I know this is rather simplistic here, but have you tried sitting down and seriously talking to your dh? He obviously doesnt get how big a deal this was. Perhaps you could have someone look after your ds (Iknow easier said than done) for just an hour this evening, and you and your dh can sit down and have some serious comunication. You can make it very clear to him how unaceptable this was to you, and that this is a deal breaker for you.

I find that some uninterupted good communication when each of us knows the other means buisness is really good for getting to the bottom of things. It will at least help you understand if this is just the beginning of a downward spiral or if he was simply acting as an aggrivated and frustrated father. Perhaps as a pp mentioned, together you can work on how to help your ds get into a better routine and hopefully things can start to repair themselves.


----------



## mamalita (Jun 5, 2003)

Well, I didn't mean to convey that DS pinching DH every night. Sometimes, he just gets irritable/easily frustrated around that hourand DH has chosen not developed the skills to deal with it.

Regarding dinner, again, DH doesn't even get home 'til 6:30pm and since we all agreed to have a family dinner, feeding DS earlier than the rest of us isn't really an option right now. DS isn't always super-hungry/tired, etc., he's on a "later" schedule than most children (up around 8:30am, asleep around 9 pm - by his personal preference/rhythm).

Oh, not to be sarcastic, but "poor DH". He just had a great night out this past Friday with his friends for hours. They went to a movie, then went out for beverages, and he didn't get home 'til late. I often encourage him to get alone time. Instead of sharing chores, I do mostly everything (except for mowing the lawn, which I'd do, but DH enjoys it). His ability to handle stressors is quite low - again, by his choice. (I'm sorry but I'm feeling a bit defensive here).

Thanks again for the support folks.


----------



## nonconformnmom (May 24, 2005)

I don't have any real advice, I agree with what many of the posters have said about how serious of a problem this is. Something you wrote, Mamalita, really jumped out at me:

*Mamalita* wrote:

Quote:

Instead, he moved a note that I had posted on our kitchen counter (months ago) as a reminder for the home to be peaceful.
A note on a counter (for months!) as a reminder for the home to be peaceful does not sound 'normal' to me. Not criticizing you at all, but just wondering how frequently your dh loses his temper at home that necessitates a long-term note on the counter?







: (I am presuming that your ds cannot read so the note is not for him.) It all sounds like a depressing situation for you and your ds to have to live with everyday.

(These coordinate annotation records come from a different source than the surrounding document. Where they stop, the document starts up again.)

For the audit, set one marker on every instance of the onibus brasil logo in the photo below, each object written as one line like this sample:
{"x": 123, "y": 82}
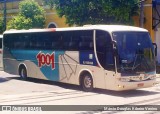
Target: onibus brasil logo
{"x": 46, "y": 59}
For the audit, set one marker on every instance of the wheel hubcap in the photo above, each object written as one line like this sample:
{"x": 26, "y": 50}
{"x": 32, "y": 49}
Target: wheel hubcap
{"x": 87, "y": 82}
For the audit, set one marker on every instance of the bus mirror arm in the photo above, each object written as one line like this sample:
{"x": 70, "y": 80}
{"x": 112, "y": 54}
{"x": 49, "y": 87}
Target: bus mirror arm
{"x": 155, "y": 46}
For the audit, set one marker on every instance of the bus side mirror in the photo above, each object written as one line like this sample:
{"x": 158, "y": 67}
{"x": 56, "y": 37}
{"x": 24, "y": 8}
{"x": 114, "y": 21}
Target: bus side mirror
{"x": 115, "y": 49}
{"x": 155, "y": 48}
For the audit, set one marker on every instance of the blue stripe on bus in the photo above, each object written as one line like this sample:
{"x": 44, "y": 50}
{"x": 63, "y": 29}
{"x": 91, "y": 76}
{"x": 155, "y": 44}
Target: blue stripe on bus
{"x": 49, "y": 73}
{"x": 87, "y": 58}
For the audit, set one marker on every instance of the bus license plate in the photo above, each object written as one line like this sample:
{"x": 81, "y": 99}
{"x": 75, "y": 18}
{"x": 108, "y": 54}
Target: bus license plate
{"x": 140, "y": 84}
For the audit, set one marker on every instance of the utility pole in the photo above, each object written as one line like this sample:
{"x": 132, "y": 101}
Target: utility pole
{"x": 5, "y": 15}
{"x": 141, "y": 13}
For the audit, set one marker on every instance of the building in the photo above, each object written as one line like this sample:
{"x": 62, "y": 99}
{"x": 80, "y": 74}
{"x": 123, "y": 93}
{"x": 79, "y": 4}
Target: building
{"x": 52, "y": 19}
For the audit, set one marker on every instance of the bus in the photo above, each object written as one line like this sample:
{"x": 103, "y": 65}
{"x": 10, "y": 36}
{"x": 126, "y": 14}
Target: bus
{"x": 1, "y": 63}
{"x": 113, "y": 57}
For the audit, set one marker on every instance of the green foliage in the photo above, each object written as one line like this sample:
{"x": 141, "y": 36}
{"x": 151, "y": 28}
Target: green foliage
{"x": 82, "y": 12}
{"x": 31, "y": 15}
{"x": 1, "y": 25}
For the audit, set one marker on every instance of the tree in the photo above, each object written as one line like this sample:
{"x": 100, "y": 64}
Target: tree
{"x": 82, "y": 12}
{"x": 31, "y": 15}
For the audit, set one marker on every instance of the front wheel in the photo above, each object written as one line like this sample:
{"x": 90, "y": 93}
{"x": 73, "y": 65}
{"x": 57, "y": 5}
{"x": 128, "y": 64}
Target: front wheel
{"x": 87, "y": 82}
{"x": 23, "y": 73}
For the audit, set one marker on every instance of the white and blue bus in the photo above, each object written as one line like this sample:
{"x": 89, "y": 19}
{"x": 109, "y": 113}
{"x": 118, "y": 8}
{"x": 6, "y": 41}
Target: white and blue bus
{"x": 110, "y": 57}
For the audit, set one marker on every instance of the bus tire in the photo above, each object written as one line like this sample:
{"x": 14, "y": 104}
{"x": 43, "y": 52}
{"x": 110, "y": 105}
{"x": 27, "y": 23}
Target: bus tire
{"x": 86, "y": 82}
{"x": 23, "y": 72}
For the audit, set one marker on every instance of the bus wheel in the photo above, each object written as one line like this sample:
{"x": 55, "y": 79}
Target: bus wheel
{"x": 23, "y": 73}
{"x": 87, "y": 82}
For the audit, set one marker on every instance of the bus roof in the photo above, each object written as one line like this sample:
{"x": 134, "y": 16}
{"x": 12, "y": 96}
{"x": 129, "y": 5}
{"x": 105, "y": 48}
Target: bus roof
{"x": 109, "y": 28}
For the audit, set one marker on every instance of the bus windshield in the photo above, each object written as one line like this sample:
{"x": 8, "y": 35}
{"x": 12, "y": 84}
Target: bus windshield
{"x": 135, "y": 52}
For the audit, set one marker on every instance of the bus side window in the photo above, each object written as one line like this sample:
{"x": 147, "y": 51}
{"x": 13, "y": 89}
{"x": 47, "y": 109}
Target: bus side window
{"x": 86, "y": 41}
{"x": 104, "y": 50}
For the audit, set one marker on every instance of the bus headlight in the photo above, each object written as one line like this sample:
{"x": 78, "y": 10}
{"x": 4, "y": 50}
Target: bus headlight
{"x": 124, "y": 79}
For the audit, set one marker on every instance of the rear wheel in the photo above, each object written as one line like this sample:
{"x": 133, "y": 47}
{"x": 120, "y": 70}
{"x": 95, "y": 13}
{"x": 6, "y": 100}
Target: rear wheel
{"x": 23, "y": 73}
{"x": 87, "y": 82}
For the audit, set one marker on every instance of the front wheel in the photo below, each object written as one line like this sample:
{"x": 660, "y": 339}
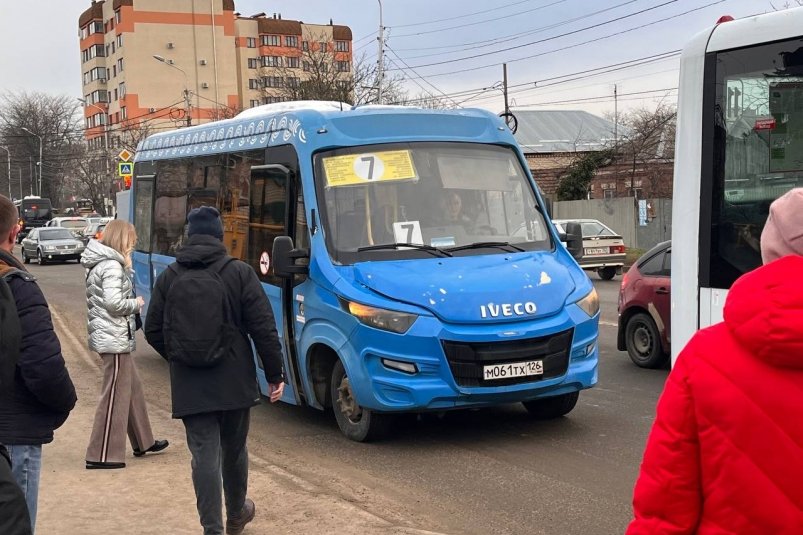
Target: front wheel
{"x": 552, "y": 407}
{"x": 356, "y": 422}
{"x": 606, "y": 273}
{"x": 643, "y": 342}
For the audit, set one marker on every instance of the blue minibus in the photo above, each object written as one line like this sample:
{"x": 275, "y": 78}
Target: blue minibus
{"x": 407, "y": 254}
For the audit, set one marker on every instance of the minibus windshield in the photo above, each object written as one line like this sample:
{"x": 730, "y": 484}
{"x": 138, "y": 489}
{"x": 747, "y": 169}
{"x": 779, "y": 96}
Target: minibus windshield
{"x": 451, "y": 196}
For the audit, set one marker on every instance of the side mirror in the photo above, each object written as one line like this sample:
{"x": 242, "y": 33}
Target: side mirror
{"x": 574, "y": 239}
{"x": 285, "y": 256}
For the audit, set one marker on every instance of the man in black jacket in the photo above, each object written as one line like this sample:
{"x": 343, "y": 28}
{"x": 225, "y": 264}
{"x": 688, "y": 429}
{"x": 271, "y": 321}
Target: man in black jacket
{"x": 43, "y": 393}
{"x": 214, "y": 402}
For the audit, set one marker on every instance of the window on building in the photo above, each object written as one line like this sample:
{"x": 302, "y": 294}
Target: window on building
{"x": 270, "y": 40}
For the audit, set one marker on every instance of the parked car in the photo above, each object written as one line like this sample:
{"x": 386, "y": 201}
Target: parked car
{"x": 74, "y": 224}
{"x": 644, "y": 308}
{"x": 51, "y": 244}
{"x": 93, "y": 231}
{"x": 603, "y": 249}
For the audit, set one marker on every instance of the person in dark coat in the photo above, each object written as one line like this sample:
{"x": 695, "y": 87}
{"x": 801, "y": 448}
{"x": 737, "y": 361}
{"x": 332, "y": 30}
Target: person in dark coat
{"x": 43, "y": 393}
{"x": 214, "y": 402}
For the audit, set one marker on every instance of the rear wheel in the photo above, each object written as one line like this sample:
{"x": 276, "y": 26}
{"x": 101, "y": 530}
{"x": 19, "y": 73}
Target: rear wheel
{"x": 643, "y": 341}
{"x": 356, "y": 422}
{"x": 552, "y": 407}
{"x": 606, "y": 273}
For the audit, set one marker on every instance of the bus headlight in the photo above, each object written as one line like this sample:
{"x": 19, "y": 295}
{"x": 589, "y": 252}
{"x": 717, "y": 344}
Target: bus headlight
{"x": 380, "y": 318}
{"x": 590, "y": 303}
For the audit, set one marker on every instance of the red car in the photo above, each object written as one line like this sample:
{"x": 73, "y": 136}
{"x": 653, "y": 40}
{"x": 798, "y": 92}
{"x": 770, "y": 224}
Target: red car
{"x": 644, "y": 308}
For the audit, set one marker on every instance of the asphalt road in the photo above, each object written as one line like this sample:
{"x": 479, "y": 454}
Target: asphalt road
{"x": 482, "y": 471}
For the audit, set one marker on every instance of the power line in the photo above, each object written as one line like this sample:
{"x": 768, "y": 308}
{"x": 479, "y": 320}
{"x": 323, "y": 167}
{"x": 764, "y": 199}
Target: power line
{"x": 513, "y": 37}
{"x": 468, "y": 69}
{"x": 424, "y": 23}
{"x": 483, "y": 21}
{"x": 539, "y": 41}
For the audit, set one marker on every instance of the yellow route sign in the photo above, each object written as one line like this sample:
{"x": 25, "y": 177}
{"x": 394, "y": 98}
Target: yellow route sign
{"x": 355, "y": 169}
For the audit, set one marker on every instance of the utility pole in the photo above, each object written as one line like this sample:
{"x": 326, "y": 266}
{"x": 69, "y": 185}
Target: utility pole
{"x": 381, "y": 59}
{"x": 504, "y": 88}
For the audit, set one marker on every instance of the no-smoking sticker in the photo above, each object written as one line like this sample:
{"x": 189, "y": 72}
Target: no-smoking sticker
{"x": 264, "y": 263}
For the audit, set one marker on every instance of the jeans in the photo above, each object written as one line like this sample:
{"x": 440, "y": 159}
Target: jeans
{"x": 217, "y": 441}
{"x": 26, "y": 465}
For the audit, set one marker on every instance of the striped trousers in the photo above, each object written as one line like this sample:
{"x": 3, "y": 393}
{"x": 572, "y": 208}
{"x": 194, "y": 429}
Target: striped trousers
{"x": 121, "y": 410}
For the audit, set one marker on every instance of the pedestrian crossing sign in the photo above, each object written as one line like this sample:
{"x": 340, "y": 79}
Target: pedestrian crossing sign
{"x": 125, "y": 168}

Maybe there are some anger management classes or counseling that your dh could consider?


----------



## lilyka (Nov 20, 2001)

Quote:


Originally Posted by *elsasmommy*
I think your husband is acting immature, but I would be very unhappy if I made a parenting mistake like this out of tiredness and frustration and my husband yelled at me and pitted me against my son. I'm sure my opinion will be unpopular to some here, but you will not have a good family life if your son's bedtime routine doesn't become more calm and if you expect your husband to put up with being physically assaulted every night by your son. And if you make your husband out to be the enemy and do not work together with him to solve the problems. Yelling at him is not the answer. You and your husband need to talk calmly and rationally about how you will handle your son's aggression and your husband's frustration. You may not mind being pinched and having things thrown, but it would make me very very stressed and unhappy at the end of a long day.


I agree

as i read the original post I kept thinking "no wonder her husband snapped" there really does come a breaking point.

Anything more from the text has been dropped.